Question

A particle starts from rest with constant acceleration for $20\,\sec $. If it travels a distance ${y_1}$ in the first $10\,\sec $ and a distance ${y_2}$ in the next $10\,\sec $, then?
(A) ${y_2} = 2{y_1}$
(B) ${y_2} = 3{y_1}$
(C) ${y_2} = 4{y_1}$
(D) ${y_2} = 5{y_1}$

Answer 1

Hint: The relation between the ${y_1}$ and the ${y_2}$ can be determined by using the acceleration equation of the motion.
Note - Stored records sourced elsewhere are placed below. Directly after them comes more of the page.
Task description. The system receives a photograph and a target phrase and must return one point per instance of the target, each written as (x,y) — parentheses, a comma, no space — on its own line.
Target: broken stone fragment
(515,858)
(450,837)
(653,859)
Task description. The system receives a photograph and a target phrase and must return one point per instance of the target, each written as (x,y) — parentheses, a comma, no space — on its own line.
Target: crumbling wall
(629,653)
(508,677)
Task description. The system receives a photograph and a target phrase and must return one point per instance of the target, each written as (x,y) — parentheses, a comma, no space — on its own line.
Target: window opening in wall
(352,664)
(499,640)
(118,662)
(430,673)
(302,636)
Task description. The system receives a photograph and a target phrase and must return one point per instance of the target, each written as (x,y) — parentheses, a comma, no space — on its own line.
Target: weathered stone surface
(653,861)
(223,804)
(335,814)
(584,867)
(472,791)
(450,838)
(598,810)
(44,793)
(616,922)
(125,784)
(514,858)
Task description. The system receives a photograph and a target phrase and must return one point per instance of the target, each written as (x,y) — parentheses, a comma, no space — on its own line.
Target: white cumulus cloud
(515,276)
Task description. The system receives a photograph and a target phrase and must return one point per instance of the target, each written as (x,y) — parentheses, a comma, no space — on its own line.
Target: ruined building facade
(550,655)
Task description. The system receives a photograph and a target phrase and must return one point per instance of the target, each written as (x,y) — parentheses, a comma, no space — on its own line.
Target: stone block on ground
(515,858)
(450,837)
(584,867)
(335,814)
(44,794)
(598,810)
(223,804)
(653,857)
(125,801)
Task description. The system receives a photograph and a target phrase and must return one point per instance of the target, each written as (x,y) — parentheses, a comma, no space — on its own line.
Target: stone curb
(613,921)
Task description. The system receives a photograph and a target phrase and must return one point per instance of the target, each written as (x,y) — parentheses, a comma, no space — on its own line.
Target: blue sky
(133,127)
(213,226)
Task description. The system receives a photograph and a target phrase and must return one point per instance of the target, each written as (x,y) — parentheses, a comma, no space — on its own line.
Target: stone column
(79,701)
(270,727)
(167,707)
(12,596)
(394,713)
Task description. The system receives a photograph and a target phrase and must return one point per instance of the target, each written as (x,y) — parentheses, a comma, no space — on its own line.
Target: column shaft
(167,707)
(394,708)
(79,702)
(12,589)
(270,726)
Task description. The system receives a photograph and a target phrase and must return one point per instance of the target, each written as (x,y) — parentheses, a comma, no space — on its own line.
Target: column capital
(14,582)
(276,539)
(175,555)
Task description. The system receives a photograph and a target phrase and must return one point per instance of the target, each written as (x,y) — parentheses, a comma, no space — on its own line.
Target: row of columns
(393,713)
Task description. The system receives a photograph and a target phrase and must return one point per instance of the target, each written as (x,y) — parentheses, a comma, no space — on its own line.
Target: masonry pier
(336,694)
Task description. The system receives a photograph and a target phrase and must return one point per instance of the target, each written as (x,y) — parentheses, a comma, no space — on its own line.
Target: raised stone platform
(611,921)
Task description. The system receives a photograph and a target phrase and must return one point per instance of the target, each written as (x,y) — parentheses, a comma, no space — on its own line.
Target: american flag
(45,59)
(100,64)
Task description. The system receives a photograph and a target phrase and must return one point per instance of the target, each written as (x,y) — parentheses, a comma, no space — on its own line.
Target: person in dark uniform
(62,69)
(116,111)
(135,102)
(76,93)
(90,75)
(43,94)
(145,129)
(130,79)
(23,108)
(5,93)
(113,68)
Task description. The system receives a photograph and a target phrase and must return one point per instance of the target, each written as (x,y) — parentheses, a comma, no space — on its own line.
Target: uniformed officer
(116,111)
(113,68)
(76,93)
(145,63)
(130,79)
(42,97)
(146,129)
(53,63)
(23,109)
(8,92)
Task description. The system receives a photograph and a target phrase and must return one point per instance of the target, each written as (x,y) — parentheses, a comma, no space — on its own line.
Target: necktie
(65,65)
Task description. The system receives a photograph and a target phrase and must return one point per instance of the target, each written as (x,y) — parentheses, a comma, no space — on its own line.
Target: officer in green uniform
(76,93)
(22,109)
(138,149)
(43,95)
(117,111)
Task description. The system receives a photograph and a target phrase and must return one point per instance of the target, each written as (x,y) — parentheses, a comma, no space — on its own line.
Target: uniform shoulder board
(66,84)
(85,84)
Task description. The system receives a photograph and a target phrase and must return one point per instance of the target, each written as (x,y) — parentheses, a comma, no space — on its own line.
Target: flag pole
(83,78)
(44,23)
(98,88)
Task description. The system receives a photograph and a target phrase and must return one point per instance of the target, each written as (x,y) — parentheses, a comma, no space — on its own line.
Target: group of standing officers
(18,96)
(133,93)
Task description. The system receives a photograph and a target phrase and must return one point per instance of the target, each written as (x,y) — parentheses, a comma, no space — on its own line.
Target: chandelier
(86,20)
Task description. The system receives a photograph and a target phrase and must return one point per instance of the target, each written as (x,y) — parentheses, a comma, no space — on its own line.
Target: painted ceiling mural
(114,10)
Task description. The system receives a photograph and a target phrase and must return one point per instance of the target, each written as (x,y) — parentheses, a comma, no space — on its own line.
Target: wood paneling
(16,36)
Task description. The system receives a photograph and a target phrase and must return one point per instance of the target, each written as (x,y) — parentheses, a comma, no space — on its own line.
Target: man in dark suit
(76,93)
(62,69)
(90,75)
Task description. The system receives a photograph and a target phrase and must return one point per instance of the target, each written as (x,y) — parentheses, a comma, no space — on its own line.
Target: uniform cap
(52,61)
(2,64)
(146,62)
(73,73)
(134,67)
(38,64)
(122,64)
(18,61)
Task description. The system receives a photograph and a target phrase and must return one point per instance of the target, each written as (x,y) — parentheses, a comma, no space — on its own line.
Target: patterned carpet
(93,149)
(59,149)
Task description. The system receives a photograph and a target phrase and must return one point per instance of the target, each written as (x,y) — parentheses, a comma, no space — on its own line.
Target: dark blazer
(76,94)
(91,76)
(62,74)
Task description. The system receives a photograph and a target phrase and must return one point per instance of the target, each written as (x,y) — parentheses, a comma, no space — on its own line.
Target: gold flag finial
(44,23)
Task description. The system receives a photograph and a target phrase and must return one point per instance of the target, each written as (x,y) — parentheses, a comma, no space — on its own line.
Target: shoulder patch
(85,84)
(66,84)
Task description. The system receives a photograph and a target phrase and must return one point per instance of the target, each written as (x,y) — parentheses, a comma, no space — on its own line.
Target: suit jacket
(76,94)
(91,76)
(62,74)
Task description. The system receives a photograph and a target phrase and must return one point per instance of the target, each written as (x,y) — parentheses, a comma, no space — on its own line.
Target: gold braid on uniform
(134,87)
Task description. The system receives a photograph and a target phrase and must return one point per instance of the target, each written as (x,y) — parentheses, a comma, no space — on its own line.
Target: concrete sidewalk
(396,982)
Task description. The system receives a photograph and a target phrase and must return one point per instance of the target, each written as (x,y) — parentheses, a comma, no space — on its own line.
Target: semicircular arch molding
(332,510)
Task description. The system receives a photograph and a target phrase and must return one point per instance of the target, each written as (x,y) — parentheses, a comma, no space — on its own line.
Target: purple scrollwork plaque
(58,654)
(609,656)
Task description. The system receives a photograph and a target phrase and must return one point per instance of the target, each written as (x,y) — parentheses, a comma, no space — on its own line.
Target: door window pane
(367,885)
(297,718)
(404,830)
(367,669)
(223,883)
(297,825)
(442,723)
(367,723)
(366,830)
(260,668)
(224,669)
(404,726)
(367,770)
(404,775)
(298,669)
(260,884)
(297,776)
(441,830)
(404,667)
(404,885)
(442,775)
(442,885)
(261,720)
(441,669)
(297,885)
The initial velocity is taken as zero because the particle starts from rest, so the initial velocity is taken as zero, then the relation between the ${y_1}$ and the ${y_2}$ can be determined.
Useful formula:
The acceleration equation of the motion is given by,
$s = ut + \dfrac{1}{2}a{t^2}$
Where, $s$ is the distance travelled by the particle, $u$ is the initial velocity of the particle, $t$ is the time taken by the particle to travel the distance and $a$ is the acceleration of the particle.
The velocity of the particle is given by,
$v = at$
Where, $v$ is the final velocity of the particle, $a$ is the acceleration of the particle and $t$ is the time taken by the particle.

Complete step by step solution:
Given that,
The particle starts from rest that means, $u = 0\,m{s^{ - 1}}$,
The particle moves in the constant acceleration is, $a$,
The time taken for the ${y_1}$ distance is, $t = 10\,\sec $,
The time taken for the ${y_2}$ distance is, $t = 10\,\sec $.
Now,
The acceleration equation of the motion for the ${y_1}$ distance is given by,
${y_1} = ut + \dfrac{1}{2}a{t^2}\,.....................\left( 1 \right)$
By substituting the initial velocity, time taken for the distance ${y_1}$ and the acceleration in the above equation (1), then the above equation is written as,
${y_1} = \left( {0 \times 10} \right) + \dfrac{1}{2}a \times {10^2}$
By multiplying the terms in the above equation, then
${y_1} = 0 + \dfrac{1}{2}a \times {10^2}$
By squaring the terms in the above equation, then
${y_1} = \dfrac{1}{2} \times 100a$
By dividing the terms in the above equation, then
${y_1} = 50a$
Now, the velocity of the particle is given by,
$v = at\,................\left( 2 \right)$
By substituting the acceleration and the time in the above equation, then
$v = 10a$
By substituting this velocity in the equation (1), then the distance will become ${y_2}$, then
${y_2} = \left( {10a \times 10} \right) + \dfrac{1}{2}a \times {10^2}$
By multiplying the terms in the above equation, then
\[{y_2} = 100a + \dfrac{1}{2}a \times {10^2}\]
By squaring the terms in the above equation, then
\[{y_2} = 100a + \dfrac{1}{2} \times 100a\]
By dividing the terms in the above equation, then
\[{y_2} = 100a + 50a\]
By adding the terms in the above equation, then
\[{y_2} = 150a\]
The above equation is also written as,
\[{y_2} = 3 \times 50a\]
By substituting the equation of the ${y_1}$ in the above equation, then
\[{y_2} = 3{y_1}\]

Hence, the option (B) is the correct answer.

Note: The velocity of the distance ${y_2}$ is not zero because, the distance ${y_2}$ is started when the particle is moving after the distance of the ${y_1}$, so that there must be the velocity of the particle exists. But in the distance ${y_1}$ the velocity is zero because it is the starting point.